SÃO PAULO (Reuters) - Os ativos da espanhola Abengoa no setor de transmissão de energia do Brasil, que incluem linhas em operação e em implementação, ainda não estão no radar de Cteep e Taesa, duas das maiores investidoras privadas do segmento no país, segundo disseram à Reuters os presidentes das companhias.

Após a matriz da Abengoa entrar com pedido preliminar de recuperação judicial na Espanha, a companhia admitiu à Agência Nacional de Energia Elétrica (Aneel) que paralisou todas obras no país e intensificou esforços para vender ativos.

No caso da Cteep, controlada pela colombiana Isa, o problema para participar desse processo é a indefinição sobre o recebimento de uma indenização bilionária prometida pelo governo federal, que fez com que a empresa paralisasse planos de investimentos ou aquisições.

"Hoje a gente não tem dinheiro... primeiro a gente tem que resolver a indenização.
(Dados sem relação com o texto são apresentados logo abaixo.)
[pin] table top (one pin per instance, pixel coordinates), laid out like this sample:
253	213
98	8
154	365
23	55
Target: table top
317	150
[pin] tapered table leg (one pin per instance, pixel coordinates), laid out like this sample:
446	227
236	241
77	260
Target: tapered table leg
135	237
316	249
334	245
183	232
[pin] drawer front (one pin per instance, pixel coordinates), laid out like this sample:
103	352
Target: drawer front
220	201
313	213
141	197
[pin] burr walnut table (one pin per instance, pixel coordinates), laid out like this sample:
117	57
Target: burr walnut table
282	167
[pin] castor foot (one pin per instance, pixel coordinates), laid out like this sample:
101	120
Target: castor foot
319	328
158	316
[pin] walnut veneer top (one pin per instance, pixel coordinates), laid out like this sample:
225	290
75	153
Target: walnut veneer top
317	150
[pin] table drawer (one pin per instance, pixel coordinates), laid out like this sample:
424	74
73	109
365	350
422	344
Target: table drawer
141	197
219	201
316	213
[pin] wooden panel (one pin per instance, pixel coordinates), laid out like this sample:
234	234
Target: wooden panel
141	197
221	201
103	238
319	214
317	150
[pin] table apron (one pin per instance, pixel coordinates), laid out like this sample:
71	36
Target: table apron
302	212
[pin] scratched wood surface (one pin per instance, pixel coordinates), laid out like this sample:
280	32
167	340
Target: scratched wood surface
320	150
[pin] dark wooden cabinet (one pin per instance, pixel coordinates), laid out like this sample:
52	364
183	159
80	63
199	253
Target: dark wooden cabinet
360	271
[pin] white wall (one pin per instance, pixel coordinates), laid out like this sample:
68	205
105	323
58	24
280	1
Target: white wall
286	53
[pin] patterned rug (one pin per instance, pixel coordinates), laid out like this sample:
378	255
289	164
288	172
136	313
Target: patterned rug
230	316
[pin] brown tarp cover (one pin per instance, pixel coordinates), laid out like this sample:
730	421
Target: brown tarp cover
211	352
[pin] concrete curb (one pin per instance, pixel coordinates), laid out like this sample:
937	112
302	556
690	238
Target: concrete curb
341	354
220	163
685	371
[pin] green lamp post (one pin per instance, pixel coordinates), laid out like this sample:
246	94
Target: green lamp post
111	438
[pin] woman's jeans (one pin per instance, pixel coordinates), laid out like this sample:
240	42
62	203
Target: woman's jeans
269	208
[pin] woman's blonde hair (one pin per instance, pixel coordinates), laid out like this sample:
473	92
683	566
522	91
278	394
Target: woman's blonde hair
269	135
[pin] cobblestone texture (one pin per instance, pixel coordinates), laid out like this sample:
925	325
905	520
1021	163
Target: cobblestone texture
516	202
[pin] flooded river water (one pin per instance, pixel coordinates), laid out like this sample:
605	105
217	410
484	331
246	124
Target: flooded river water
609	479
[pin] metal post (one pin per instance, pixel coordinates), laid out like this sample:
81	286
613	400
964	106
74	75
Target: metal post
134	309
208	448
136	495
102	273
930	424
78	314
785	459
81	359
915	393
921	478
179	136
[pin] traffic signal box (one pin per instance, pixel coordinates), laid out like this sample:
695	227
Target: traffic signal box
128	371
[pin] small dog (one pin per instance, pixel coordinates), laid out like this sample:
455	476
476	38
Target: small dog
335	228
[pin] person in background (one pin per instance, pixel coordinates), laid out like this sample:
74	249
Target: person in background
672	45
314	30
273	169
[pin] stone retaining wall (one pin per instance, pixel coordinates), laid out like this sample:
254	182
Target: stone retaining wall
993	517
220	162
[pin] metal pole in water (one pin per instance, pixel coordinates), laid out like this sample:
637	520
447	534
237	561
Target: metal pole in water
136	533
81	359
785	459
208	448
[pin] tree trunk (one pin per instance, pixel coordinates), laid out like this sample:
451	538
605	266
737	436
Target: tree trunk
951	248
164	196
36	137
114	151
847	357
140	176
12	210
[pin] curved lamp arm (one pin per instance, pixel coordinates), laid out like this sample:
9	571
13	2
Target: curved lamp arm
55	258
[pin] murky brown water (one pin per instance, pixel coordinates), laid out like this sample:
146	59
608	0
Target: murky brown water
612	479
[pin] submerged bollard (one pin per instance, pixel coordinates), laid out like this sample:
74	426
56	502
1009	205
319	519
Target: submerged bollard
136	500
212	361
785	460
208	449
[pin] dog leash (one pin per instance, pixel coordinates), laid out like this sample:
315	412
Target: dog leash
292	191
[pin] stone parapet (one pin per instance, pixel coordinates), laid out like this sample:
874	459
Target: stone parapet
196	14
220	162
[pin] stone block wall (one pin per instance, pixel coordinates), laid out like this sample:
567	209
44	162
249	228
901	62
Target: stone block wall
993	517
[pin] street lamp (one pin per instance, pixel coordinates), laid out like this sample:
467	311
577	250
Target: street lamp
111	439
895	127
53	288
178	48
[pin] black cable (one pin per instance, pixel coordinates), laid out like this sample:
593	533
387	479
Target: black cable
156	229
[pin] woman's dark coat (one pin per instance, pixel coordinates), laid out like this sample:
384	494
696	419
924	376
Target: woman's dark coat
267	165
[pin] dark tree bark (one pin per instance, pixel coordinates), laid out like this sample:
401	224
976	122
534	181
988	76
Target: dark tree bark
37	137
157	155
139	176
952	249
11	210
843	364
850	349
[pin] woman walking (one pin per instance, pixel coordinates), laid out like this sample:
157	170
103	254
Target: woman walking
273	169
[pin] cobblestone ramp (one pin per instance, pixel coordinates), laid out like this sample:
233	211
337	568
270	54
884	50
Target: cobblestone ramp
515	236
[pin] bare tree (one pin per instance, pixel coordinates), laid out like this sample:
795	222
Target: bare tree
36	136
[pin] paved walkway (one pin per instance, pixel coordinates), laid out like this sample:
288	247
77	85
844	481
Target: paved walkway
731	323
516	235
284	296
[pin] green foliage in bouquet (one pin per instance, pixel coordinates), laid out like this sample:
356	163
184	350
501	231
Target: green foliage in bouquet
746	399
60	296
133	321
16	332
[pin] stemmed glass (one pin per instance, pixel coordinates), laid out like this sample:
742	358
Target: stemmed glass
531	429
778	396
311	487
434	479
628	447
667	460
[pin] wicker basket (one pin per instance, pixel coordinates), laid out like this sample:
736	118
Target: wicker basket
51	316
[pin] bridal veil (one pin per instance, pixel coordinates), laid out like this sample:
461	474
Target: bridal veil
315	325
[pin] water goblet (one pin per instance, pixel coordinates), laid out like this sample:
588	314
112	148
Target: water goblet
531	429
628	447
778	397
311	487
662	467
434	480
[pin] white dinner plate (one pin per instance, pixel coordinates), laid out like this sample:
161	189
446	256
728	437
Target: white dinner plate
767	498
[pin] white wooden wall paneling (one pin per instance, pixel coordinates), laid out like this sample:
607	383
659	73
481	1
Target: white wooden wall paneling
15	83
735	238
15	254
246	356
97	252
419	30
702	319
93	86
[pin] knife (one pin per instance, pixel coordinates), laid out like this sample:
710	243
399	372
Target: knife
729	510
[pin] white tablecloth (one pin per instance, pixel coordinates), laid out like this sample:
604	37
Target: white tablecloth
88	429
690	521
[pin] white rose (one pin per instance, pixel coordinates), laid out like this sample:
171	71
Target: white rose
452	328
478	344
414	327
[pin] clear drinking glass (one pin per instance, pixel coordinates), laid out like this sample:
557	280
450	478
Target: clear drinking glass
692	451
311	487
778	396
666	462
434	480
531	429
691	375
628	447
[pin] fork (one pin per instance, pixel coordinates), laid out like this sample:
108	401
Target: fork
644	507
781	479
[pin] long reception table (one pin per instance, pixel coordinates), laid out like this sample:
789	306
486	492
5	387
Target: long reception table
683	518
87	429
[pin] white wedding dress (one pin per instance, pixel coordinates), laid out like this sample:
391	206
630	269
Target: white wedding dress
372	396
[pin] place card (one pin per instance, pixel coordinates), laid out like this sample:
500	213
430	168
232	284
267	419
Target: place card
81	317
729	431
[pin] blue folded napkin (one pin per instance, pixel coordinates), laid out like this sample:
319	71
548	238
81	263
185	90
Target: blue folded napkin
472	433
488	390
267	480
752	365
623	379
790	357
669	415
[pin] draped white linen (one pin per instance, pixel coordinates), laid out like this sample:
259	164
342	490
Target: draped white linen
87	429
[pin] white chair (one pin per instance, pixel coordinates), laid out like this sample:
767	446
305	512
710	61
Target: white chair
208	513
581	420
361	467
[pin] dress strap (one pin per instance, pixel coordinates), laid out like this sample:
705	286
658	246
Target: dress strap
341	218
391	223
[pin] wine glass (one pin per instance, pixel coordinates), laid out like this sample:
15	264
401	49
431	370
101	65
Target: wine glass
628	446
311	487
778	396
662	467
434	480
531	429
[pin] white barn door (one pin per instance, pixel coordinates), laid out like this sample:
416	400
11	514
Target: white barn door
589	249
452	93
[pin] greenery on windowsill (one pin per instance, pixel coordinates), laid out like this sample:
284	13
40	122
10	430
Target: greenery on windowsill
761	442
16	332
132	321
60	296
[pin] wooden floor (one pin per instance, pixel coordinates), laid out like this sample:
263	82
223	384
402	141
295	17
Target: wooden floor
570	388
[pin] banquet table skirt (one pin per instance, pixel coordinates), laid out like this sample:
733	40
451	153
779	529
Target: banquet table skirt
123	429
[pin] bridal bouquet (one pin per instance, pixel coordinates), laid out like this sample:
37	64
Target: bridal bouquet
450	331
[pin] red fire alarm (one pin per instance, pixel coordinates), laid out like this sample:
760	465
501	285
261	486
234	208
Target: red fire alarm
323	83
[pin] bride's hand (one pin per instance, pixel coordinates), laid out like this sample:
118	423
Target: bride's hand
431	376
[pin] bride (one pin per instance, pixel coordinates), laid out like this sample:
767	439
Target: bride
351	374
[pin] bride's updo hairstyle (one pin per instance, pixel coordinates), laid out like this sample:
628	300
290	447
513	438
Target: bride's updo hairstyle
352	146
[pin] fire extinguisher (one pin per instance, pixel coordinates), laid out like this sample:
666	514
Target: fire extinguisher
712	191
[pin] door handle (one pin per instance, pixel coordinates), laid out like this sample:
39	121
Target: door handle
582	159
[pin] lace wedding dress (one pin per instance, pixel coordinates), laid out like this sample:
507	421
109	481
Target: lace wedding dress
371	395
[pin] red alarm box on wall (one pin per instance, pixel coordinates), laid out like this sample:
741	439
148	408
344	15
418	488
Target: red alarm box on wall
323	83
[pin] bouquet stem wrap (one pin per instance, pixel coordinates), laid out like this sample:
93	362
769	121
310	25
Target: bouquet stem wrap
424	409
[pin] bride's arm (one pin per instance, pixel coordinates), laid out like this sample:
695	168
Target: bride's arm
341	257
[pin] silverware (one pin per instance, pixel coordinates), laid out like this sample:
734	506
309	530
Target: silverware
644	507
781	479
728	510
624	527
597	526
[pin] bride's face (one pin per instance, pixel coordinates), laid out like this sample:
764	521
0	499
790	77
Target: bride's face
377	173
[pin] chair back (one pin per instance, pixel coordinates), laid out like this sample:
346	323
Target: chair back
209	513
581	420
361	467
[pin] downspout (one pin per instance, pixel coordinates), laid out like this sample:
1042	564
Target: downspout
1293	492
Depois vamos trabalhar com a alocação ótima desses recursos, mas é impossível hoje, não temos condição financeira, seria irresponsável de nossa parte", disse o presidente da companhia, Reynaldo Passanezi.

Já a Taesa, que está em melhor situação financeira e se diz pronta para novos investimentos, acredita que uma eventual venda de linhas da Abengoa não acontecerá facilmente.

"Quando isso for examinado, vamos encontrar concessões com percentual avançado de concretização e outras que nem iniciaram (obras) ainda... exige cuidado, uma due diligence bastante bem-feita... com certeza não será uma transação tradicional", apontou.

O executivo, que ressaltou que a Taesa não participa de nenhuma conversa sobre essas operações neste momento, disse que será necessário envolver fornecedores, financiadores e o regulador para fechar negócio com ativos da espanhola.

"Só vejo solução se todas essas partes se motivarem a sentar para uma solução conjunta, em que os riscos sejam mitigados... com certeza não vejo simplicidade nessa questão", apontou.

O ministro de Minas e Energia, Eduardo Braga, disse na semana passada que existem empresas interessadas em assumir obras da Abengoa no Brasil e que o governo federal está em conversas com esses agentes.

A Abengoa tem importantes projetos de transmissão de energia não concluídos no Brasil, como uma linha que escoará parte da produção da hidrelétrica de Belo Monte e estruturas para levar à rede a energia de parques eólicos no Nordeste.